Simulating Crowds using Semantic Environments

In many existing crowd simulation systems, crowds are specifically engineered for a single environment. The internal logic knows the location of interesting objects in the environment and the proper way to interact with them, and assumes those objects are actually there. This means that crowds can only rarely be re-used for other environments, and a new crowd has to be made for every new environment.

This problem is becoming increasingly important for the creation of Video Surveillance applications. In order to be able to test them, with either human operators or algorithmic solutions, scenarios must be available. However most of the data that is available is staged by actors, and as a consequence rarely has a long duration. Due to the large range and variety of environments observed by Video Surveillance, being able to place the same crowd in many virtual environments would be highly advantageous. It would not be necessary to have a single crowd for every environment, but the same crowd would work for every museum or aiport terminal. Other areas, such as gaming or evacuation planning, may benefit from such ‘crowd templates’ as well.
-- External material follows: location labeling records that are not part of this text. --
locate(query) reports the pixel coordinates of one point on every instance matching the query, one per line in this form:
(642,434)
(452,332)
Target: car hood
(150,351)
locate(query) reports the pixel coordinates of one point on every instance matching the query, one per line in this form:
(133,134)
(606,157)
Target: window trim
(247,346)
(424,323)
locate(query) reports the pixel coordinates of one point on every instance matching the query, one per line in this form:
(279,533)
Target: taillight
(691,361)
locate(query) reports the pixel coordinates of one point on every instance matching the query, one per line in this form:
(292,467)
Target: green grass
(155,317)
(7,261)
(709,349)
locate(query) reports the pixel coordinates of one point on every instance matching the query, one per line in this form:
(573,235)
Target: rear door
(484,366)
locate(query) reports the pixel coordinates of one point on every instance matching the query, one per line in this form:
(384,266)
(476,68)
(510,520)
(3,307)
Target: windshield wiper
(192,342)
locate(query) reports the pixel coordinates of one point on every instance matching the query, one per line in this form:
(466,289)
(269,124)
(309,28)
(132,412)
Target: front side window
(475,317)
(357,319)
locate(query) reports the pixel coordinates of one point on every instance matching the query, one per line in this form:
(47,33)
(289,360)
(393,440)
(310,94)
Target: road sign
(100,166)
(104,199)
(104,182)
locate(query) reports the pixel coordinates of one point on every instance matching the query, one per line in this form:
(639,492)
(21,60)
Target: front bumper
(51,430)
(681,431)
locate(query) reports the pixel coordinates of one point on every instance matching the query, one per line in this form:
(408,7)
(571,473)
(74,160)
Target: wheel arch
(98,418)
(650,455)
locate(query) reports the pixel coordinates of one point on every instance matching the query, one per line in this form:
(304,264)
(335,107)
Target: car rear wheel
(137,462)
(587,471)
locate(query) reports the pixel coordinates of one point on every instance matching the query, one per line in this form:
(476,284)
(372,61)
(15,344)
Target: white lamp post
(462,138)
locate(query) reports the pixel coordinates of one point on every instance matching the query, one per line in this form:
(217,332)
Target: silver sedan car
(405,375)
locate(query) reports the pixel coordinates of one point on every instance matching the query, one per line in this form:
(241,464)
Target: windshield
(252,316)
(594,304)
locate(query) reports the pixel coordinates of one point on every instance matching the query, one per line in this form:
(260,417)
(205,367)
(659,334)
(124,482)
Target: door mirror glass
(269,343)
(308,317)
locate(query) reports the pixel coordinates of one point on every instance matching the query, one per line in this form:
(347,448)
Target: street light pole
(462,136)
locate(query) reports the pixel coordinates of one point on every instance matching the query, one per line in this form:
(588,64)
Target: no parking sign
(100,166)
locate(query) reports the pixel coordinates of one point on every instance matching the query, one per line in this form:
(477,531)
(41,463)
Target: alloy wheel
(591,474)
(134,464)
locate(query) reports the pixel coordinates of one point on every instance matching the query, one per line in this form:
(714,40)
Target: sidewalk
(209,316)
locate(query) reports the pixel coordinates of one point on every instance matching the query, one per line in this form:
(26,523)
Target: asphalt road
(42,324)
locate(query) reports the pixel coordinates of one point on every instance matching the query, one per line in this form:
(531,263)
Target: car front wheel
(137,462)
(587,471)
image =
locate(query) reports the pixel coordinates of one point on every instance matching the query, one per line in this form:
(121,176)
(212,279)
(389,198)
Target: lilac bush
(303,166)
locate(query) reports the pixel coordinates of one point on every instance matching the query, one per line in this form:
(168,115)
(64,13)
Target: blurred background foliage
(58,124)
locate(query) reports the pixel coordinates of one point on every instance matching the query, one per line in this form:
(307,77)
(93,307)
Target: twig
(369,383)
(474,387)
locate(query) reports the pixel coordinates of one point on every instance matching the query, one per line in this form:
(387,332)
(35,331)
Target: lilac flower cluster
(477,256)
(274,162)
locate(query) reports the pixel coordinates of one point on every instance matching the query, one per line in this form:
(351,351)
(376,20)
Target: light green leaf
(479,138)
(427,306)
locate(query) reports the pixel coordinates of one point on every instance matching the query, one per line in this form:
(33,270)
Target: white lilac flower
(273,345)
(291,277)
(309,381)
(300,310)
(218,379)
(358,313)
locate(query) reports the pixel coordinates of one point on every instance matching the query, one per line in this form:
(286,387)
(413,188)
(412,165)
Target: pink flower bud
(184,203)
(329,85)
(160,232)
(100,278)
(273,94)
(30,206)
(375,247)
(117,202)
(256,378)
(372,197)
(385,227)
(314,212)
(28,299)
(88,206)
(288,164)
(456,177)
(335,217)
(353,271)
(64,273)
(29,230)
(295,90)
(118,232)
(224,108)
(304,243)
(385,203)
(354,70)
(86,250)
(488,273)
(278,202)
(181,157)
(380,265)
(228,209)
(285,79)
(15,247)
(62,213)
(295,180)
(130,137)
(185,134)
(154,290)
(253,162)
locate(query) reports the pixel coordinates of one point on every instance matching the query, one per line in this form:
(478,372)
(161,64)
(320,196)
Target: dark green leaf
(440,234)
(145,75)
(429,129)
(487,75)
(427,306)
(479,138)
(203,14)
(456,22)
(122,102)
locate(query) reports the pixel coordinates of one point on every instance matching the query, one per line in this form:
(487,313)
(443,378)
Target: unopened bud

My research attempts to tackle this problem by using the notion of semantic objects[1] to control a crowd. Each individual or group in the crowd will have a set of behaviours, which result in one or more goals of the agent (for example; ‘I need to board the airplane’). Using the semantics in the world, an agent determines which sub-objectives it needs to achieve, before being able to complete its goal. For the boarding example, in order to be able to board, the agent would need to get its passport and ticket checked, as well as get past the TSA. In order to get past the TSA, the agent needs to check in, and so forth. The agent (initially) does not know anything about how to achieve its goal. The semantically tagged objects in the environment provide services that help achieve its goals, but may require other objectives to be achieved first.

Due to the semantic nature of this approach, the actual motion of the agent is almost completely decoupled from its behaviour. The behaviour (and the objectives resulting from the semantic environment) will affect the destination of the agent as well as the speed with which it wants to go there, but little more. The only snag is grouping behaviour. Since we want the simulation to also be able to handle groups, any underlying motion engine would have to be able to handle groups as well. However it is currently still unclear how the semantic crowd engine will handle groups of agents, and may depend on the availability of motion engines that can handle groups.


[1]: J. Kessing, T. Tutenel, and R. Bidarra: Services in Game Worlds: A Semantic Approach to Improve Object Interaction. Entertainment Computing–ICEC 2009, pages 276–281, 2010.